EPA Releases Cleanup Plan for Nepera Chemical Superfund Site
The U.S. Environmental Protection Agency has released a proposed plan to remove contaminated soil from the site of former lagoons at the Nepera Chemical Company Inc. Superfund site in Hamptonburgh, N.Y.
The EPA has developed three options to address contaminated soil on the 29.3-acre former industrial waste disposal facility. The agency has selected excavation and off-site disposal of the contaminated soil as its preferred alternative.
This plan amends EPA’s 2007 cleanup plan for the site, which called for excavating contaminated soil and treating the soil on-site to degrade contaminants, but not removing soil from the site. The 2007 plan also included treatment of contaminated ground water at the site. The ground water treatment activities at the site will not change under the amended plan.
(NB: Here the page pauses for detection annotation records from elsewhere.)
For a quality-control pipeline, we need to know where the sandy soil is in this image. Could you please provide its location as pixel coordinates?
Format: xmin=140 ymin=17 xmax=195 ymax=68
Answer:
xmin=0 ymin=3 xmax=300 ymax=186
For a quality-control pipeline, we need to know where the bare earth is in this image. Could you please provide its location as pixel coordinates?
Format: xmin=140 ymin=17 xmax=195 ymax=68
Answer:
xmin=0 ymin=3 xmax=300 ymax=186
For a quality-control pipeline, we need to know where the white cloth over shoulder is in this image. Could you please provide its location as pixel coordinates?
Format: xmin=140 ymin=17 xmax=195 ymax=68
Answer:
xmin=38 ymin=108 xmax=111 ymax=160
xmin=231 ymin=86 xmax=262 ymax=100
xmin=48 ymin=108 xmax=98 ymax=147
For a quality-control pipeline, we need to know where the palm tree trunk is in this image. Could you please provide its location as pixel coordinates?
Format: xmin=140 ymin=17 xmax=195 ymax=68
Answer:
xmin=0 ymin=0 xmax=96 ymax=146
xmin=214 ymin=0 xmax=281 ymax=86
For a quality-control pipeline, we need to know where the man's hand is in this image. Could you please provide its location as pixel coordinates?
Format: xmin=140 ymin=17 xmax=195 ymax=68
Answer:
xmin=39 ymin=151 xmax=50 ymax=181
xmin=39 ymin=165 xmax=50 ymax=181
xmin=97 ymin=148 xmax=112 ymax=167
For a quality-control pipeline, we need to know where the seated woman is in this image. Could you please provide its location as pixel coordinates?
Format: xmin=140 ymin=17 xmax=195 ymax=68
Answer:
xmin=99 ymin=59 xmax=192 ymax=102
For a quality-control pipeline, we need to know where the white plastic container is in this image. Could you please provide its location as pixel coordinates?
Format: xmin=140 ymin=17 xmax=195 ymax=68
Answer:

The other two options for addressing the problem are excavating contaminated soil and treating it on-site using techniques to extract and break down contaminants in the soil. This option would take at least two years and cost about $3,119,000, the EPA says. The third option is taking no action, which is an option that EPA is required to consider for any cleanup plan.
“EPA’s preferred alternative for removing contaminated soil from the Nepera Chemical site is the fastest way to complete this critical phase of the site cleanup,” said EPA Regional Administrator Judith Enck. “The contaminants in this soil – especially semi-volatile and volatile organic compounds – are harmful to human health, so removing them as quickly as possible must be a priority.”
Subsurface soil at the Nepera Chemical site contains a variety of contaminants, including semi-volatile and volatile organic compounds, the EPA says. The agency says that people could potentially be harmed if they ingest or come into contact with contaminated soil or water, though ground water samples from nearby residential wells and three public supply wells have not revealed site-related contamination.
The site is fenced in order to limit the potential for exposure to surface soil contamination.
Nepera made a variety of pharmaceutical and industrial chemicals. Between 1953 and 1967, lagoons at the site received approximately 50,000 gallons of wastewater per day from the Nepera Chemical plant in Harriman, N.Y.
The six lagoons cover roughly five acres in total. State inspectors detected leaks from the lagoons in 1958 and 1960, and operations ended in December 1967. About 7,000 people live within three miles of the site.
Superfund is the EPA’s program to clean up environmentally damaged areas. Superfund sites are eligible for the use of federal funds.
In March the EPA added 10 sites to the its Superfund National Priorities List. The additions to the list took the number of Superfund sites to 1,290.